RFK, Jr., proving information changes minds.
Supporters of state legislation to tighten vaccine exemptions appeared poised for success this year after the Disneyland measles outbreak, but opponents are hoping the Kennedy magic proves equally contagious.
Longtime vaccination critic Robert F. Kennedy Jr. notched a victory last week with the defeat of a bill in Oregon,
one of his first stops on a national barnstorming tour of states considering measures to make it tougher to opt out of childhood immunizations.
Mr. Kennedy met with lawmakers and hosted a screening of the film Trace Amounts
, which ties a mercury-based preservative in some childhood vaccines to autism. He urged lawmakers to kill Senate Bill 442, which would have eliminated the nonmedical exemption
in Oregon, the nation's leading state for religious and philosophical exemptions at the kindergarten level, with 7.1 percent of parents opting out of child vaccinations.
"I don't think it's appropriate to force people to undergo, to have their children undergo a medical procedure in this country," Mr. Kennedy said in a segment on KOIN-TV in Salem. "I think it's against the tenets of our country."

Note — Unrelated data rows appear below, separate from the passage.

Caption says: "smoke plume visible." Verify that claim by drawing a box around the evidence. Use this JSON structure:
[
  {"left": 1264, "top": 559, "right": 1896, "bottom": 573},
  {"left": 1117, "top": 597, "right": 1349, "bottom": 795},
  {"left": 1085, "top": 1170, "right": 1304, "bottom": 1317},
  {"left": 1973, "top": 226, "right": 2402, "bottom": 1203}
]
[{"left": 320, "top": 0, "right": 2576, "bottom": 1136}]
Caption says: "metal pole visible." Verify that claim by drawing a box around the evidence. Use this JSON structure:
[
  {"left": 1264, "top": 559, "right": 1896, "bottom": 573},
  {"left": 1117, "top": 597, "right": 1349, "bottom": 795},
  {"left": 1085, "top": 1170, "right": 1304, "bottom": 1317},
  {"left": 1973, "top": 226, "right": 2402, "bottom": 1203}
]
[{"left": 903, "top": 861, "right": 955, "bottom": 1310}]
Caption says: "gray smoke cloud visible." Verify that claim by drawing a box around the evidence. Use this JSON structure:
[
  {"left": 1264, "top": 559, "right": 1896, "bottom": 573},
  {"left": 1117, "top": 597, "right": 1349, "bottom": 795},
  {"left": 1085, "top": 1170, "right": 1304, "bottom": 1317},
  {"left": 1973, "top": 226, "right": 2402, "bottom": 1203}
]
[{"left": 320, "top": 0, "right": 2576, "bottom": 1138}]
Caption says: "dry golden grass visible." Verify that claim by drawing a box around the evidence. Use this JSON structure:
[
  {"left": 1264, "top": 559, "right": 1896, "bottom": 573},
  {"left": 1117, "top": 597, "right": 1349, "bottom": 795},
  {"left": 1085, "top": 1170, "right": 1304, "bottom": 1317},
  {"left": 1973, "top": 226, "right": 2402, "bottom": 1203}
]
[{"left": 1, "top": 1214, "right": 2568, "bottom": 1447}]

Mr. Kennedy's star power, combined with a huge push from the "medical freedom" movement,
proved too much for the coalition of state Sen. Elizabeth Steiner Hayward. The Democrat, physician and sponsor of S.B. 442 pulled the bill
Thursday amid crumbling support, saying she no longer had the votes despite the backing of the Oregon Health Policy Board.
"Some of my colleagues changed their minds," she told the Salem Statesman Journal
. "They got a lot of pressure one way or another. This is an issue that really mobilizes a very small minority of people, but it makes them very loud.
I get that. That's their right. But there were a bunch of people who weren't prepared to take on this controversial of a topic at this point."